Gratified to be included in the triangle, though uncertain why he wanted her there, Alise flanked Gabriel a half-step behind, able to see her sister’s coldly composed profile. Nic had always loved their father more than Alise had—probably because he’d loved her the most to begin with. Until Nic shocked and devastated everyone—including herself—by manifesting as a familiar instead of a wizard, she’d been the House Elal darling, their father’s heir-apparent and golden child. In truth, Nic had enjoyed such privilege as their father’s favorite that she’d been blind to his darker nature and more egregious behaviors. When she’d fallen from grace and later discovered just how awful their father could be, Nic had been blindsided.
Alise could see it in her sister now, that vulnerability to the wizard she once worshipped and who’d wounded her more deeply than could ever heal.
For her part, Alise had forever been a disappointment to her father and so felt at most cold hatred for him. It was so much like him to pull this stunt, so in keeping with his grandiose ambition and vainglorious decisions that they should have predicted this would happen.
They should have known.
As if hearing her thoughts—though she knew he couldn’t read minds—Piers Elal fastened his mocking black eyes on hers. “Shouldn’t you be in school, Daughter?” he asked silkily.
“I don’t answer to you anymore,” she replied in the same tone.
“Rumor has it that you think you answer to no one. I’ve heard of your troubles keeping enrolled at Convocation Academy.” He tsked, shaking his head. “A pity. But then, you were never what anyone would call a star student, were you?”
“You’re here to see the baby,” Gabriel inserted, standing close enough to Lord Elal to tower over him, “not taunt Alise.”
“I can do both,” Piers replied with a smirk, but he reached out for Bria.

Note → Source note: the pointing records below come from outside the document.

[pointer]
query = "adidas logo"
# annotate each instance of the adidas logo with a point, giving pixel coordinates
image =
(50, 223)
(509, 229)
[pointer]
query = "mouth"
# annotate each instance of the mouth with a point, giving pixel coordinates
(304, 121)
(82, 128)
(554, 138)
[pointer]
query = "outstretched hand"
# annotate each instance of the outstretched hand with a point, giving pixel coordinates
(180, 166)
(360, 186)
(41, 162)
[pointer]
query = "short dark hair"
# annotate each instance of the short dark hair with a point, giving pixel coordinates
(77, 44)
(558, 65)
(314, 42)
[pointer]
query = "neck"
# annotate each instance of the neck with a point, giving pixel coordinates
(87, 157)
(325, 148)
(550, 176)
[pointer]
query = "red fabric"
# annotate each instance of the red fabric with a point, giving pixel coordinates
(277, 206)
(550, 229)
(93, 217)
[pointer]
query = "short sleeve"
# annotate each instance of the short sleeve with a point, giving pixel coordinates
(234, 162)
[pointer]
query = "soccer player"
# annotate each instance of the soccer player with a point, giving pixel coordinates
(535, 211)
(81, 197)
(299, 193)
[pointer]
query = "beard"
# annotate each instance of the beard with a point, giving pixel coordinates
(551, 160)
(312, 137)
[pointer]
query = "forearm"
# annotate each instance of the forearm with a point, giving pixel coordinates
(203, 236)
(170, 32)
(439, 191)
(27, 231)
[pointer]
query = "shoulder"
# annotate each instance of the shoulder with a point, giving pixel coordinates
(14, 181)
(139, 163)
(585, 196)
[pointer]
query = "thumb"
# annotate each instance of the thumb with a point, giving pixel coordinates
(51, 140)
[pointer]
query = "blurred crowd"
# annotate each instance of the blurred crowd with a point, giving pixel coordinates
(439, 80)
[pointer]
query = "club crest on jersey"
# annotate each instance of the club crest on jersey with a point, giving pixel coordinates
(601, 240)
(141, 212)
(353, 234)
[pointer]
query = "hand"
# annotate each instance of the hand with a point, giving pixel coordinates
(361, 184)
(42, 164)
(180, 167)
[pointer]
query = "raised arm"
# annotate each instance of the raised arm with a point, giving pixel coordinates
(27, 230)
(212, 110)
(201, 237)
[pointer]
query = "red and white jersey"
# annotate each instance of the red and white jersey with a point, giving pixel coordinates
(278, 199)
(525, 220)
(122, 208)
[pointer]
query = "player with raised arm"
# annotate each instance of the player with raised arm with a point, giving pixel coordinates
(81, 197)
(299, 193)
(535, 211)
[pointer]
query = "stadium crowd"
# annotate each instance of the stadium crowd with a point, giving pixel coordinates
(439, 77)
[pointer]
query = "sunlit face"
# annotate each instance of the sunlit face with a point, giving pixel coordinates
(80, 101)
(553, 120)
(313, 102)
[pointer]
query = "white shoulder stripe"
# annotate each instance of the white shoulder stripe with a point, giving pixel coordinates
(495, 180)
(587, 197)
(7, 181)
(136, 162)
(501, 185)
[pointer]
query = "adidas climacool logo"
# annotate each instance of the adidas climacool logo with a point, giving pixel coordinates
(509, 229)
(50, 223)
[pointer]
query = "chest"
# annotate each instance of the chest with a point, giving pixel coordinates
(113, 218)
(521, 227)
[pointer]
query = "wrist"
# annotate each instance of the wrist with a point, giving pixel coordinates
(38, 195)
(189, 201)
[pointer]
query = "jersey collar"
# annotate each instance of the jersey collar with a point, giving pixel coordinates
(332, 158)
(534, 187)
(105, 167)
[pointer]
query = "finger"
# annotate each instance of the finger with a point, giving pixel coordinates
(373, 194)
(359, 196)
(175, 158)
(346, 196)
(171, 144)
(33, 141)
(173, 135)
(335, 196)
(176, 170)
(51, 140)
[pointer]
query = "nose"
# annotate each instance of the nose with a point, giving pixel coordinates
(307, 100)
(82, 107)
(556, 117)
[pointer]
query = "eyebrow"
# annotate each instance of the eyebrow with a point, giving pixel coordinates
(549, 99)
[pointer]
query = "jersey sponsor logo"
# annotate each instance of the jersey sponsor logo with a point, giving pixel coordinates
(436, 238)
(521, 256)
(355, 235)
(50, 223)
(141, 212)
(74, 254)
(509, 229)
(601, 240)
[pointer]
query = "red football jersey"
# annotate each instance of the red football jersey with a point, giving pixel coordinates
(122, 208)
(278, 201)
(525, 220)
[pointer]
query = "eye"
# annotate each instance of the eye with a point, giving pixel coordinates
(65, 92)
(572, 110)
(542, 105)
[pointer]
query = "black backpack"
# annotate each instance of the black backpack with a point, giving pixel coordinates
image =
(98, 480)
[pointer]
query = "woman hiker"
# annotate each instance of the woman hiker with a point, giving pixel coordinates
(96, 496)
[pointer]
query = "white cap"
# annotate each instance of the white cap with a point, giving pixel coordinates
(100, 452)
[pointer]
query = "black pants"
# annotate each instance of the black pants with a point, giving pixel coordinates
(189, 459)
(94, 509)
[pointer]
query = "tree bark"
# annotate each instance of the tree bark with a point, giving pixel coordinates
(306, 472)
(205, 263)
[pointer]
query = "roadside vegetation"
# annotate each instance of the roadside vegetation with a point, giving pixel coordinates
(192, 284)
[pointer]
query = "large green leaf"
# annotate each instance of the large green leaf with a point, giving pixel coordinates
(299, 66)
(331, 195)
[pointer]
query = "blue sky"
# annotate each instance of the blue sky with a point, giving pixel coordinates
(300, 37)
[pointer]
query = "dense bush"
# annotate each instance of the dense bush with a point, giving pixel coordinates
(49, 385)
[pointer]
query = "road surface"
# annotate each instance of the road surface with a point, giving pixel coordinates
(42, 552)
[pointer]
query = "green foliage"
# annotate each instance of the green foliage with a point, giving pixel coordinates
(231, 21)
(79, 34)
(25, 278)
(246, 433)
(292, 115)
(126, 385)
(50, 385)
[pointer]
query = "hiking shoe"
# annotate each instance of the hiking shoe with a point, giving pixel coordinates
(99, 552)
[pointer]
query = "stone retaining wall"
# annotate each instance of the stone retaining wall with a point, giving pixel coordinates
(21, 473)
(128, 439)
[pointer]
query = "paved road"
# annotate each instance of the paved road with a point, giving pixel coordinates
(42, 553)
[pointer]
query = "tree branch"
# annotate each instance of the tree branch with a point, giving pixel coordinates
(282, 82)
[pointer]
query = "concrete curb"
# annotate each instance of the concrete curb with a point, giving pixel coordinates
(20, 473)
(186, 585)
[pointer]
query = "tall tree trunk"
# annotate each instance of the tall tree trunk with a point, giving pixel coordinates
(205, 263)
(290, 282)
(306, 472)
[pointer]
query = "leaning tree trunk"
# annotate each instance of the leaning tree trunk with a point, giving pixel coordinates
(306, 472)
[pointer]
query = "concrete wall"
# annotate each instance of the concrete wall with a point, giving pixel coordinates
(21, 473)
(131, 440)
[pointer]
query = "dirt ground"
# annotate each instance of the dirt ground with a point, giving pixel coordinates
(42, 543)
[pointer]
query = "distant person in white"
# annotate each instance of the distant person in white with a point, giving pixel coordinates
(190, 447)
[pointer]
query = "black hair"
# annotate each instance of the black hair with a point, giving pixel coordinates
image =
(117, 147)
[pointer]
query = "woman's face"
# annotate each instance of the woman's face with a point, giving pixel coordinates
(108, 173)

Gabriel held her close. “You may touch her. Not hold her.”
“I’m her grandfather.”
“Nevertheless.”
Piers didn’t like it, casting a reproving glance at Nic who looked on with that stoically remote expression she assumed when she was trying to hold herself together. “The doll is in the way,” he complained.
Nic didn’t move, didn’t seem to be able to, so Alise eased the doll away from Bria, having to unwind the small chubby fingers from their surprisingly strong grip on the toy. Immediately, the infant began to wail in protest and sorrow. Nic instinctively reached for her baby and Gabriel turned his shoulder just slightly to block her. Nic made a small sound of despair, a quiet echo of her daughter’s. Gabriel flinched at the sound, as did Alise, clutching the doll to her chest. Bria’s wail grew in volume and intensity.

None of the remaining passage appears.